7. Arthuro Bernhardt
After the success of Juninho and the, erm, existence of Emerson and Branco (more on him later), Boro must have felt it was worth the one in three chance of Arthuro being a gem for the club.
Sadly, one in three was still higher than his games-per-year record for the club. We’re sure there was a reason for his arrival, but we haven’t been able to find it just yet.
6. Branco
Branco was an important part of Brazil’s World Cup winning team of 1994, but Middlesbrough might have stopped to ask themselves why it was so easy for them to coax him over a couple of years later.
While other teams were sacking managers, Boro did the same to players, binning off the Brazilian with eight months left on his contract.
The Guardian spoke of Branco having “a belly as big as his pay-packet,” but he did at least score for the club – direct from a corner, with more of a walk-up than a run-up. Class is permanent.
5. Abel Xavier
With all due respect to Skoda Xanthi, they’re not the sort of club you should be failing a drugs test against unless your name is Abel Xavier and you’re really committed to alliteration.
With all due respect to Middlesbrough, there’s no obvious reason for re-signing Abel Xavier after he’s served a ban for failing a drugs test following a match against Skoda Xanthi.
4. Alen Bokšić
Rumour has it that when Croatian World Cup star Bokšić rocked up at the Riverside, he wasn’t exactly enamoured with the prospect of playing up front with Noel Whelan.

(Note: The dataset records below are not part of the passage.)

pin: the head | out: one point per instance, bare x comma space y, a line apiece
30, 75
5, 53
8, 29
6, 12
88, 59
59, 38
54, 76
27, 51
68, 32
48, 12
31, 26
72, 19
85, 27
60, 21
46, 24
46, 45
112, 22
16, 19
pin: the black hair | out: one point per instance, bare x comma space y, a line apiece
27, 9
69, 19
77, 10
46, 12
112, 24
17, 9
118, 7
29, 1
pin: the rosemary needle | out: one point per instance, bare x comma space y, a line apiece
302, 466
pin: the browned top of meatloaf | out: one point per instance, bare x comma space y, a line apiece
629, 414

He is said to have asked a club secretary how much his strike partner was earning, and how much he had left on his contract.

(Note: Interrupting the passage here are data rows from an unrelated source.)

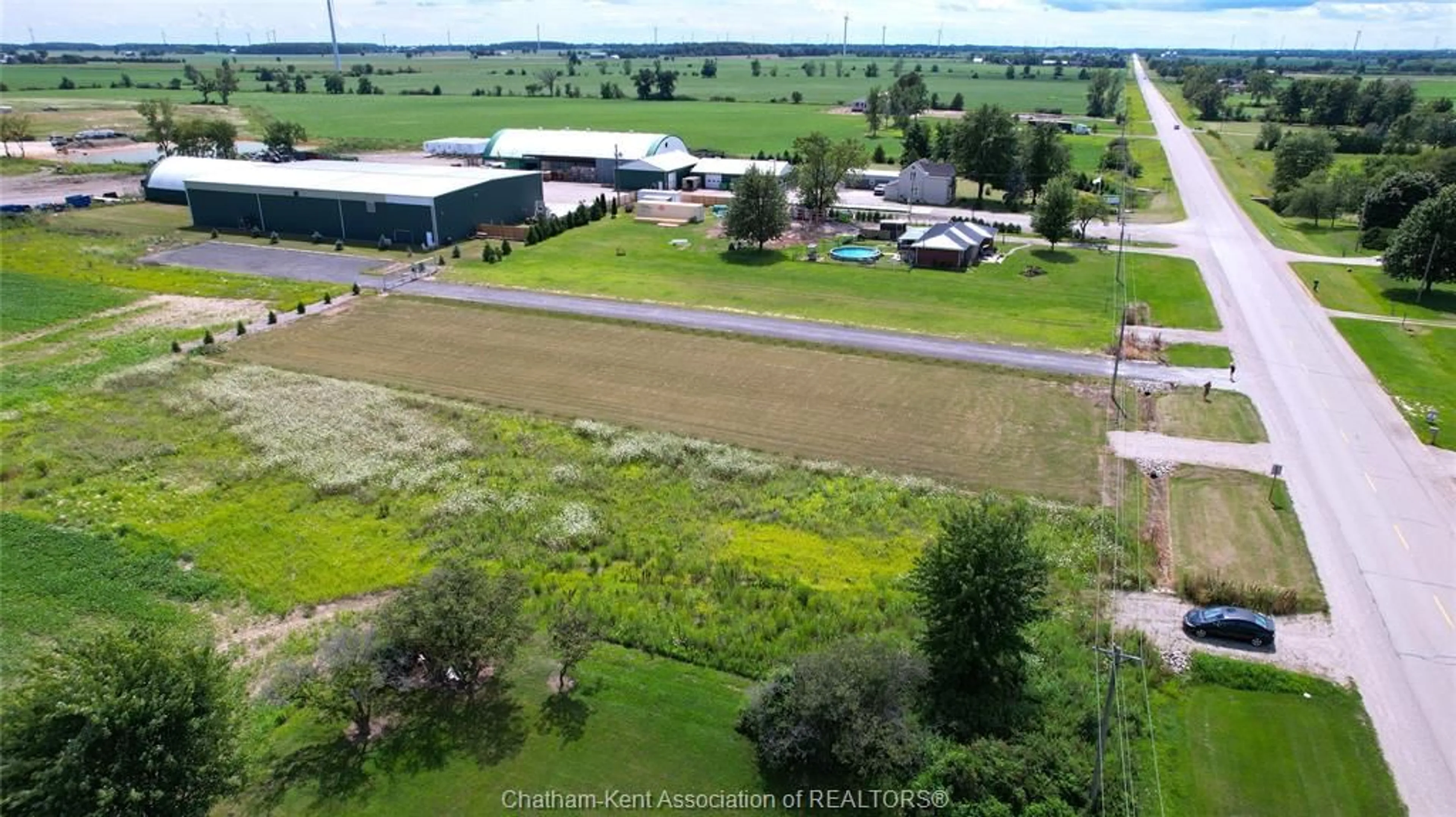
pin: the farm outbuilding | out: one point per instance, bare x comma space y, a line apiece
664, 171
951, 245
720, 174
356, 200
577, 157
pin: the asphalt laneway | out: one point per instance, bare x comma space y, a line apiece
1378, 507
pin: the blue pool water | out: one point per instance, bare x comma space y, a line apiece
855, 252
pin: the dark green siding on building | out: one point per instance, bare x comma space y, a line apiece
643, 180
455, 214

We can believe Bokšić will have been considered important enough to be given the answer, and we can also believe he went back the next day to hand over a cheque – enough to pay up the Englishman to “f**k off”, as the story goes.
Ultimately Whelan did stick around beyond the September 2000 game around which the story is said to originate, but it took until the end of November for the pair to start together again.
READ: A tribute to the sometimes wonderful Alen Boksic, football’s Rubik’s Cube
3. Fabrizio Ravanelli
How many players have gone from scoring in a Champions League final victory to joining Middlesbrough, with no club football in between?
Ravanelli had some fantastic moments, not least a hat-trick on his debut against Liverpool, but the fact that he even made it to Teesside still seems odd.
You know what’s even weirder? The ‘White Feather’ played more times for Derby than for Boro, which is pretty special when you consider no one remembers him playing for Derby at all.
READ: Fabrizio Ravanelli: I loved everything about my season with Boro
2. Ricardinho
Branco wasn’t the only Brazilian World Cup winner to move to Boro, and he wasn’t the only one where we were left wondering why he joined to begin with.
Even Juninho seemed confused to see the 2002 Seleçao member sit on the sidelines after joining, saying he couldn’t figure out why Steve McClaren never welcomed him into the first-team.
The midfielder was a member of Brazil’s squad before joining Middlesbrough from São Paulo and after leaving for Santos, but for the few months in the middle he was nowhere to be seen.
Maybe he was just locked in a toilet for a few months or something.
1. Mickaël Debève
Sometimes you find yourself short a man for a game of five-a-side and have to do a quick whip-round to see if any of your regular players knows someone who can play a little.
With all due respect, this probably isn’t an approach you should take when it comes to Premier League football.
Debève was an old pal of Boro defender Franck Queudrue from back when the pair played together for Lens. So, with Boro looking to bolster their midfield in 2002, the defender encouraged them to contact Lens (sorry) to secure his services.
Obviously it didn’t pan out too well. Picking up a player just because he’d scored a Champions League goal against Arsenal more than three years prior was akin to a club signing Marco Ambrosio in 2007. Boro were victorious in Debève’s first game, but lost each of his other five.